After a decade of fierce debates, ICANN allowed the world to buy gTLDs in an open fair game. Some 2,000 applications later, the new debates are now about the closed gTLDs. Owners of closed gTLDs are supposed to control the name and decide how to best use them. The questions being raised are about having such names with cyber traffic-flow powers in the hands of already market leaders. But why not — this is how name-brand trademarks are created, filed, secured and protected and this is how patents are filed all poised to corner markets. You don’t expect the Apple trademark to be shared with every apple-pie maker? So why enter in the areas of closed gTLDs.
For example, Uncle Ben’s Rice gets dot rice and starts placing its own secondary level domain names around the world to control and divert global cyber traffic to: Basmati.rice, brown.rice, long.rice, fried.rice. Furthermore they also decide not to sell any other combinations to the general public or for example to General Foods to have crispy.rice or candy.rice dreams.

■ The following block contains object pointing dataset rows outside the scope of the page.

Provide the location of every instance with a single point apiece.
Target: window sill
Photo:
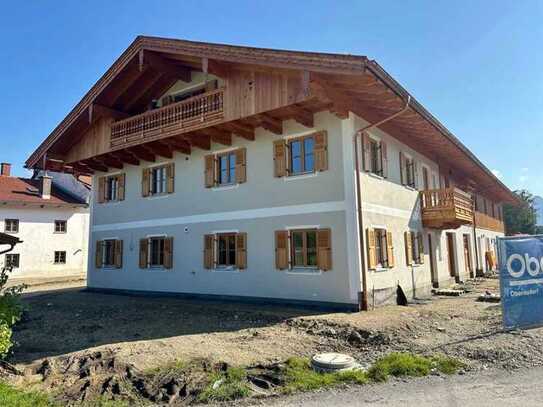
(225, 187)
(304, 271)
(301, 176)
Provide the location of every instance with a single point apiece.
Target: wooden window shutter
(209, 251)
(99, 254)
(241, 165)
(145, 181)
(366, 149)
(118, 254)
(408, 248)
(384, 159)
(122, 181)
(403, 175)
(390, 250)
(420, 242)
(101, 189)
(144, 247)
(281, 249)
(209, 170)
(321, 151)
(241, 251)
(168, 252)
(170, 177)
(372, 255)
(279, 158)
(324, 249)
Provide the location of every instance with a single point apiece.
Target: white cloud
(497, 174)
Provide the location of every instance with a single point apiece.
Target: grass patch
(407, 364)
(225, 386)
(299, 376)
(12, 397)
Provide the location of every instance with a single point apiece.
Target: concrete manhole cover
(329, 362)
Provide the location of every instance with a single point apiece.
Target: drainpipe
(360, 132)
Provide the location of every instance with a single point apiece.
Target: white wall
(37, 231)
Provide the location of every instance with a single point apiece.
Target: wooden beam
(270, 123)
(164, 65)
(239, 129)
(142, 153)
(96, 111)
(125, 157)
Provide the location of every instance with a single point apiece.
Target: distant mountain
(538, 205)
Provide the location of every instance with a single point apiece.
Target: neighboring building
(50, 218)
(232, 172)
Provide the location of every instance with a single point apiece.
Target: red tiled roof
(25, 190)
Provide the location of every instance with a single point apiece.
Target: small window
(156, 251)
(108, 253)
(112, 189)
(11, 225)
(227, 168)
(226, 249)
(158, 180)
(60, 257)
(376, 157)
(381, 254)
(60, 226)
(12, 260)
(302, 155)
(304, 248)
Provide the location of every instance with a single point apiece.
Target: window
(301, 155)
(304, 248)
(60, 226)
(158, 180)
(11, 225)
(156, 252)
(60, 257)
(380, 248)
(111, 188)
(226, 168)
(225, 250)
(12, 260)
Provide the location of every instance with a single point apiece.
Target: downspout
(360, 132)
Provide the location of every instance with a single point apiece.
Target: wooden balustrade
(484, 221)
(446, 208)
(187, 115)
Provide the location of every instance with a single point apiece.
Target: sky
(476, 65)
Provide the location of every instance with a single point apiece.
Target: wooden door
(450, 254)
(467, 255)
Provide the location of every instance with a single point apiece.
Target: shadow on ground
(63, 321)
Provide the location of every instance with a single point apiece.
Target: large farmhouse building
(296, 177)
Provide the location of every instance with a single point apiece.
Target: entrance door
(450, 253)
(433, 274)
(467, 256)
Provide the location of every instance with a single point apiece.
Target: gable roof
(15, 190)
(321, 63)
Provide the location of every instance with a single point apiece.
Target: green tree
(520, 218)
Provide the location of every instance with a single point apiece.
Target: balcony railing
(190, 114)
(484, 221)
(446, 208)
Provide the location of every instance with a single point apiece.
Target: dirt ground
(148, 332)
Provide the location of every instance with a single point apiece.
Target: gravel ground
(147, 332)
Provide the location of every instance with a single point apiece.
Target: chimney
(5, 169)
(45, 186)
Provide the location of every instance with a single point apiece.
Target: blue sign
(521, 281)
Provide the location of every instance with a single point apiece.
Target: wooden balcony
(484, 221)
(191, 114)
(446, 208)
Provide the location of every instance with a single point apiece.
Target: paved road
(491, 388)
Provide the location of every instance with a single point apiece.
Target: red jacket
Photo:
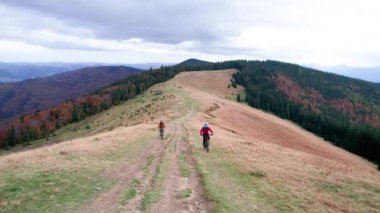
(205, 131)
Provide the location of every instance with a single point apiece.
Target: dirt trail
(142, 172)
(164, 177)
(176, 183)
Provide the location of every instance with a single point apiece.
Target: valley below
(115, 161)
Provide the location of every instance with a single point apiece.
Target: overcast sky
(319, 32)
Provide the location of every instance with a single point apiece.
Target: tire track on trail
(182, 193)
(110, 200)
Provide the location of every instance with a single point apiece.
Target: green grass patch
(48, 191)
(149, 161)
(184, 193)
(135, 182)
(234, 190)
(127, 195)
(184, 165)
(363, 196)
(258, 173)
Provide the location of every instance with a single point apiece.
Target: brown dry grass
(319, 174)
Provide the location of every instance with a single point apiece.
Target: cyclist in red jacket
(206, 136)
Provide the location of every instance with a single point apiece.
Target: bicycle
(162, 134)
(206, 143)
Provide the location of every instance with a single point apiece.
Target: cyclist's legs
(205, 139)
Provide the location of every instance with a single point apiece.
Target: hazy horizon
(323, 33)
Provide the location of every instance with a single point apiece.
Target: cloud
(310, 32)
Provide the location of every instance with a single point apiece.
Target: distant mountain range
(35, 94)
(371, 74)
(13, 72)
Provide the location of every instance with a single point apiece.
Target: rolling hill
(13, 72)
(342, 110)
(114, 161)
(40, 93)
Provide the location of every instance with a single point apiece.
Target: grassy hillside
(342, 110)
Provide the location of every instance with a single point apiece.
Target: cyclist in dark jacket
(205, 133)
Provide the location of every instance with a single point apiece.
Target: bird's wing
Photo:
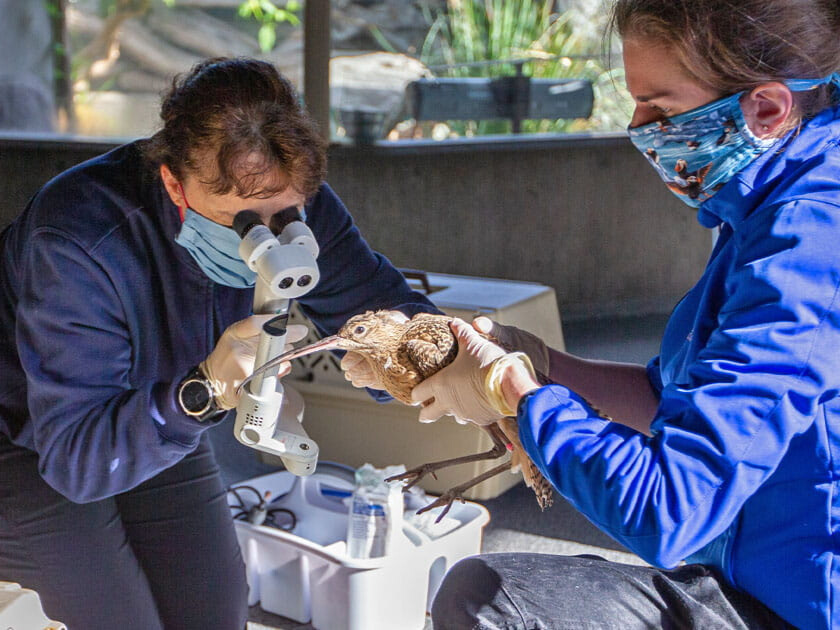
(425, 355)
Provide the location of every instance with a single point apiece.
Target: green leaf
(267, 37)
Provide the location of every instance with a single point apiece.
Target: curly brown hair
(735, 45)
(240, 126)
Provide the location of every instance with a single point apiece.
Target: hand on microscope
(232, 360)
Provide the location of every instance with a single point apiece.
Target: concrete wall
(586, 216)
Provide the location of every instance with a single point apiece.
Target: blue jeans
(162, 555)
(528, 591)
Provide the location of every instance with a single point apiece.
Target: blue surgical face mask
(216, 250)
(697, 152)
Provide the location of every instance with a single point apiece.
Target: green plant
(269, 15)
(482, 38)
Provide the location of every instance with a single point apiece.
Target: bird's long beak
(333, 342)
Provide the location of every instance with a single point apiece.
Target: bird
(405, 352)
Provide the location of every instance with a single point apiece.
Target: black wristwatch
(195, 395)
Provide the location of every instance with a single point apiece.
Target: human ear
(173, 186)
(767, 107)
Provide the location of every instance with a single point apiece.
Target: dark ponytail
(734, 45)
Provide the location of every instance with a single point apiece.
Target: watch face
(195, 397)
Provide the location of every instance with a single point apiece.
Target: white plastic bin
(306, 575)
(20, 609)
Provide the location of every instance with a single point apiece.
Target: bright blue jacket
(741, 472)
(102, 314)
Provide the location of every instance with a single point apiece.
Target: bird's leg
(448, 497)
(500, 446)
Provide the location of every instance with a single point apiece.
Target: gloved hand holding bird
(447, 366)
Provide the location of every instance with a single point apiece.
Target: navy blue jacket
(742, 470)
(102, 314)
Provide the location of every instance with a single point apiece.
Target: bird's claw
(414, 475)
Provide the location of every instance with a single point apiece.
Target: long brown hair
(240, 125)
(735, 45)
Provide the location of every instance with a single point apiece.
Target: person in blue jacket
(718, 463)
(119, 283)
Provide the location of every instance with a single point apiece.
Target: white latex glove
(232, 360)
(458, 389)
(515, 339)
(358, 370)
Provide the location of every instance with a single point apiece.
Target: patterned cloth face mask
(697, 152)
(216, 250)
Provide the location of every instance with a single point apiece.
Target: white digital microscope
(286, 268)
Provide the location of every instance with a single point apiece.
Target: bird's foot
(414, 475)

A closed gTLD is no different than a highway billboard on a special boulevard capturing all the attention and blocking the competition. Only Visa was able to get the exclusive bid for Olympics where all the other gold cards were deemed useless. Dot rice is that exclusive billboard on the cyber highway. The rice business will go on and there will be hundreds of other special global naming options to create new brands for the billions of people.
As the release date approaches, million-dollar gTLDs flex their domination muscle and suddenly start to appear as billion-dollar domain name babies. ICANN has often underestimated the soft power of global naming complexities issues over hardcore technical domain name complexities; therefore the gTLDs soft power was poorly priced, presented as routine domain name and later lacked right value propositions and market education.
Despite all that, ICANN still won against all odds and made this game a reality. Today, the right choice generic names are poised to become billion-dollar domain babies.